Essas pessoas não entendem que entre 1964 e 1985 não se podia criticar o governo ou ter uma opinião diferente da do governo, pois quem divergisse publicamente era preso, torturado e até assassinado.
Isso aconteceu com Vladimir Herzog em 1975, quando era diretor do departamento de telejornalismo da TV Cultura.
O jornalismo da emissora fazia críticas ao governo e, assim, Herzog foi preso, torturado e assassinado no mesmo lugar em que Brilhante Ustra comandou tantas sevícias, estupros e assassinatos contra quem cometera o crime de pensar diferente.
Detalhe: Herzog jamais pegou em armas. Seu “crime” foi dizer coisas que a ditadura não gostou.

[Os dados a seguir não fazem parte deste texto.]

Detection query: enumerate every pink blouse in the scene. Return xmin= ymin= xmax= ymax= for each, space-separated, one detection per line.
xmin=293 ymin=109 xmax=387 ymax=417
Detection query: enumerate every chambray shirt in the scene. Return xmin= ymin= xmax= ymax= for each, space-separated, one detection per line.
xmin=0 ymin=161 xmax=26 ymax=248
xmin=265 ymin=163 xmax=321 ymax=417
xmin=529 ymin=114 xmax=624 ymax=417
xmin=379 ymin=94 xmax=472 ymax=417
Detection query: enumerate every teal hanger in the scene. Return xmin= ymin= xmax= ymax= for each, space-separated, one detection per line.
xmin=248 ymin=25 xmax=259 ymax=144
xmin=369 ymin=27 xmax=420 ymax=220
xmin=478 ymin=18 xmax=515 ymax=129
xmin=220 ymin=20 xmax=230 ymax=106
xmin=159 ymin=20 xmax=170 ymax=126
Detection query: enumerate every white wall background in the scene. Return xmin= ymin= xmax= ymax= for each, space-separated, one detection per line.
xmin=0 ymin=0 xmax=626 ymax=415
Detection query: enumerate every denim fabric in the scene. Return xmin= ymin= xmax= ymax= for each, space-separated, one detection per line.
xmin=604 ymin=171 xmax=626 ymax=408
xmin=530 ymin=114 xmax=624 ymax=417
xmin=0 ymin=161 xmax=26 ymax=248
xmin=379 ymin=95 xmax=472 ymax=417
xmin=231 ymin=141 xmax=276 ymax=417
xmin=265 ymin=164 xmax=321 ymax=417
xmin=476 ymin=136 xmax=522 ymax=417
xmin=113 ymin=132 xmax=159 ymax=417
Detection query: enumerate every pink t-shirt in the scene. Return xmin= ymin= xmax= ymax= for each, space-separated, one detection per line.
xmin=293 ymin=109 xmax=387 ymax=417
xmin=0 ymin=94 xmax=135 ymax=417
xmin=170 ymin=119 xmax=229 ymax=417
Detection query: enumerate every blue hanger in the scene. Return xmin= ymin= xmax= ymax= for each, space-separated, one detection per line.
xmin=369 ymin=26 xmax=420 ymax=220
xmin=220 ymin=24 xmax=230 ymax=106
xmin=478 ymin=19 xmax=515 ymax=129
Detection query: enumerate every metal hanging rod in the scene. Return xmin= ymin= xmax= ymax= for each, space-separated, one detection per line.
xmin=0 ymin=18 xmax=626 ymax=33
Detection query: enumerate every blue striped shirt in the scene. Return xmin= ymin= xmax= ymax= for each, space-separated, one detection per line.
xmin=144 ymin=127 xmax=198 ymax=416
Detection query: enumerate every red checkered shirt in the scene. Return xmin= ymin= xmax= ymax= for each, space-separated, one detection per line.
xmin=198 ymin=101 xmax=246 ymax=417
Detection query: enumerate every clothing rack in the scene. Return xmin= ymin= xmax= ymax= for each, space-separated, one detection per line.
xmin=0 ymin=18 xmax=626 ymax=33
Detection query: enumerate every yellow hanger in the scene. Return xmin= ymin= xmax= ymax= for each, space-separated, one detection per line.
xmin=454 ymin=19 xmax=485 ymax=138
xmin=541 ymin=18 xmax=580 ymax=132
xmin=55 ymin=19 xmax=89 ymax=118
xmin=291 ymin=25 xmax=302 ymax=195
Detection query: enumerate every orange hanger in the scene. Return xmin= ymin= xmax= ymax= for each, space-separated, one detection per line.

Assim, grande parte dos que, apesar de não terem cometido crimes durante a ditadura, atuam a serviço dela até hoje desinformando as pessoas, sabem que estão mentindo. Outros (poucos), fazem isso por desinformação.
A Comissão da Verdade, portanto, tem como objetivo principal barrar o discurso dos defensores da ditadura – tanto dos mal-intencionados como dos desinformados.
Aliás, há um critério para diferenciar os defensores da ditadura que mentem daqueles que apenas não sabem o que dizem: a idade – qualquer um que tenha mais de cinquenta anos e que desminta os crimes da ditadura, é um mentiroso.
O que se espera da Comissão da Verdade e do governo Dilma Rousseff, portanto, é que no ano que vem provem ao país, usando grandes meios de comunicação, que o regime militar foi implantado e sustentado por criminosos.
Se tudo o que está sendo apurado for devidamente difundido, o efeito benfazejo será o de calar gente como o ministro do STF supracitado ou pessoas que põem comentários mentirosos na internet ou os fazem em seus meios sociais.
Envergonhar os defensores da ditadura perante suas famílias, filhos, netos, amigos, colegas de trabalho etc. será imprescindível para que este país nunca mais sofra um golpe igual.
Além disso, a exposição adequada da desumanidade dos crimes da ditadura deixará qualquer pessoa decente literalmente perplexa e, assim, poderá permitir que a Lei da Anistia seja revista e os criminosos sobreviventes paguem por seus crimes.